A skoro już o tym mowa, dlaczego muszę naciskać przycisk, aby połączyć się z grą, po jej uruchomieniu? Czy nie można po prostu automatycznie zalogować graczy do ekranu wyboru postaci, co oznacza, że mogę pójść i zrobić sobie herbatę, czekając, aż leniwa łączność się rozwiąże?
Bungie
8. Komunikacja
Całe to mówienie o MMO/nie-MMO jest długie i krótkie i nieistotne. Nadal nie ma LFG, nadal nie ma łatwego sposobu na rozmowę z kimś obok ciebie w wieży. Chociaż byłeś w stanie znaleźć wymówki dla „wieśniaków konsolowych”, czy naprawdę spodziewałeś się, że „PC Master Race” po prostu zaakceptuje brak funkcji czatu? To znaczy, tak, świetnie, mamy klany, woohoo. To jakby Apple wprowadziło funkcję kopiowania i wklejania w swoich telefonach i okrzyknęło ją rewolucją. Tyle że gracze są zwykle bardziej wymagającą publicznością i będą bardziej głośni.
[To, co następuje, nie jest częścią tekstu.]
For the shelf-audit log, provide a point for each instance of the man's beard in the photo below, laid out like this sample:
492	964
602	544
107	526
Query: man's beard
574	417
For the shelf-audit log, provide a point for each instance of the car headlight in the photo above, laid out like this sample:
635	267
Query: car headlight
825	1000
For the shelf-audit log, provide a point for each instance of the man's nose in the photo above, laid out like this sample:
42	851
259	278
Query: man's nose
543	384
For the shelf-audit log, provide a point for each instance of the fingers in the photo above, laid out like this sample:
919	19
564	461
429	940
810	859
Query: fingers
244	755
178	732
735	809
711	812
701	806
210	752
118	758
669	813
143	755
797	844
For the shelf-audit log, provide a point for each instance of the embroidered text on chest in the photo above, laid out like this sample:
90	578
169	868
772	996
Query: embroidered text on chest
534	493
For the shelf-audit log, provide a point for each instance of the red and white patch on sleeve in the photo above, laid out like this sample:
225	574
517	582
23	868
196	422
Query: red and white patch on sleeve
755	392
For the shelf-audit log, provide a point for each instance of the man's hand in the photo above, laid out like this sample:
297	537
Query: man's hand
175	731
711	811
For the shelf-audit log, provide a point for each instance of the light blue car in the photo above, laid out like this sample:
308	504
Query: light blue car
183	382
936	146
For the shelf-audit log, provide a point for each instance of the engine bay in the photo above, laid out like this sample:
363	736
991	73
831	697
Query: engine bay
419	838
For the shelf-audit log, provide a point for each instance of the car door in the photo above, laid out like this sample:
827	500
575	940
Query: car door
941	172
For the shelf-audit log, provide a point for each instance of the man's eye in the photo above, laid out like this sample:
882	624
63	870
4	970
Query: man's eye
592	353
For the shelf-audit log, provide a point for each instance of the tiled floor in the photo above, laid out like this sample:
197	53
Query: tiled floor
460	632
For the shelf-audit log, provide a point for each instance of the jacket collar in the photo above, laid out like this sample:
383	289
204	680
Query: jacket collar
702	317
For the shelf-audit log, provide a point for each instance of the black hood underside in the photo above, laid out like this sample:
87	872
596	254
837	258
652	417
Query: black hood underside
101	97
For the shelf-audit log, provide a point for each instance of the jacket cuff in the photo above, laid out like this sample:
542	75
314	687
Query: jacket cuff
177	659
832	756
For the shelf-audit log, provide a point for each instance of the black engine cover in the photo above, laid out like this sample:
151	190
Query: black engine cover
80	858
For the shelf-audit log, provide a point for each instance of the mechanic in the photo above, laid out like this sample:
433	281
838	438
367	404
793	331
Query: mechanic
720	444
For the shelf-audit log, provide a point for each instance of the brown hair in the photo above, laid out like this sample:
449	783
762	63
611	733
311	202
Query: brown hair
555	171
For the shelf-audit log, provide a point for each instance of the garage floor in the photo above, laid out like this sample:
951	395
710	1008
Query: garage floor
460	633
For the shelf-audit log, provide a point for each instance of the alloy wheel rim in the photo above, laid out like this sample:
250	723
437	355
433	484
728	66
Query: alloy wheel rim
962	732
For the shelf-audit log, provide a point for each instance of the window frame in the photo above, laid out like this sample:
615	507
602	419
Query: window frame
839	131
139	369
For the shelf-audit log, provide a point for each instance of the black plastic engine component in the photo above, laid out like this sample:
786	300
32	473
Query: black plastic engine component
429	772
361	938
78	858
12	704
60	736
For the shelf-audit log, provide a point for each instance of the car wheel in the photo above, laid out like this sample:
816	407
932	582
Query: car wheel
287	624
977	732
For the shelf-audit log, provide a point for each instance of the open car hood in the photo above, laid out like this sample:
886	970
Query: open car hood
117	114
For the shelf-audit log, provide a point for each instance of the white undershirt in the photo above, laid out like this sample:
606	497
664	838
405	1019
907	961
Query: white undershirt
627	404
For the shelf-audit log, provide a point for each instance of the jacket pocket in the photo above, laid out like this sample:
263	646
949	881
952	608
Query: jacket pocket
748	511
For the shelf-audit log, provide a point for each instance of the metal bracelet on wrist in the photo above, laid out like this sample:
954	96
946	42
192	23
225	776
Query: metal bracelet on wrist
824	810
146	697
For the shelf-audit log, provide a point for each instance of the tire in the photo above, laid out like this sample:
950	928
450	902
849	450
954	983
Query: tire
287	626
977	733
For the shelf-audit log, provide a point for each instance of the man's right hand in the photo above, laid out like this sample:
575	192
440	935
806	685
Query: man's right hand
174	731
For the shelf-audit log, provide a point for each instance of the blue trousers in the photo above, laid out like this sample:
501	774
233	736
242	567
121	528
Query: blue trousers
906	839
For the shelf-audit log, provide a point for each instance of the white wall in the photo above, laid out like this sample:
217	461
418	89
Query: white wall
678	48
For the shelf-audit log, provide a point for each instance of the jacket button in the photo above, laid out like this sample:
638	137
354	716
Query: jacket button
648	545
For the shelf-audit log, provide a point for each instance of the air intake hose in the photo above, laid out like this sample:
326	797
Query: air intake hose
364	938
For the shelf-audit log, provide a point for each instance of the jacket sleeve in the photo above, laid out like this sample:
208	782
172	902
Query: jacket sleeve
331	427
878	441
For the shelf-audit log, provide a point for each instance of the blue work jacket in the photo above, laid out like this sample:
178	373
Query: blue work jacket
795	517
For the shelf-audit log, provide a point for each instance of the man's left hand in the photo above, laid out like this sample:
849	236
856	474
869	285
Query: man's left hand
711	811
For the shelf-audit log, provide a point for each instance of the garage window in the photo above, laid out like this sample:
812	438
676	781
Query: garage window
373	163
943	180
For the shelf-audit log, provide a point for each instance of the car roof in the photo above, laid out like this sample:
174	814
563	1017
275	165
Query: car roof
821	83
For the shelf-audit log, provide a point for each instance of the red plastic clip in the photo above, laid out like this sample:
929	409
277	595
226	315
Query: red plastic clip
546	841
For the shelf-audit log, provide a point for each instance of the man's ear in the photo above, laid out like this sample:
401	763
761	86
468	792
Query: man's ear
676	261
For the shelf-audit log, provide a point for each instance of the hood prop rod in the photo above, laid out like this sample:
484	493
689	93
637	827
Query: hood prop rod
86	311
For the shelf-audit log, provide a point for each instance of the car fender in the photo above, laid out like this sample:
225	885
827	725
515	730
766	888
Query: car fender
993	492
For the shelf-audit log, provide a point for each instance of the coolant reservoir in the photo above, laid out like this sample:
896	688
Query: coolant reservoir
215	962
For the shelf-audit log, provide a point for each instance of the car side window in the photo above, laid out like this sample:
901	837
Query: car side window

Ogólna interakcja w grze jest słaba.
9. Treść
Wiele osób zwraca także uwagę na bogactwo zawartości gry. Lubisz przygody? Medytacje? O co chodzi? Powtarzasz grę, żeby zdobyć niebieskie krople? Nie, dziękuję. Już raz to zrobiłem, albo po prostu nie jest to wystarczająco atrakcyjne. Równie dobrze mogę pójść i zagrać jeszcze raz w Horizon Zero Dawn.
Myślę, że najlepiej będzie, jeśli narysuję granicę tutaj. Gra ma wiele dobrych elementów, ale Destiny 2 w najlepszym przypadku sprawia wrażenie dużego, choć całkowicie odłączonego DLC do Destiny 1 i nie jestem pewien, czy w ogóle gwarantuje numer 2. Jeśli nie grałeś w Desinty 1, myślę, że będzie dla ciebie świetna, chyba że oczekujesz wrażeń MMO. Jeśli grałeś w Destiny 1 i spodziewasz się poprawy, radzę zaoszczędzić pieniądze lub przynajmniej nie oczekiwać, że gra będzie długowieczna. Mogło to być zrobione przezUbisoftu.
Jeśli jesteś totalnym fanboyem, będziesz miał w dużej mierze więcej tego samego i może ci się to podobać lub nie, ale prawdopodobnie się do tego przyzwyczaisz. Jeśli tak jak ja lubisz grać z tą samą grupą ludzi i jest to jedyna gra, w którą gramy wszyscy, cóż, nie będziesz miał większego wyboru, jak tylko się zalogować i spróbować ograniczyć swoje narzekanie do minimum lub przynajmniej bądź na tyle świadomy, aby nie obrazić się, gdy ludzie mówią ci, żebyś się zamknął.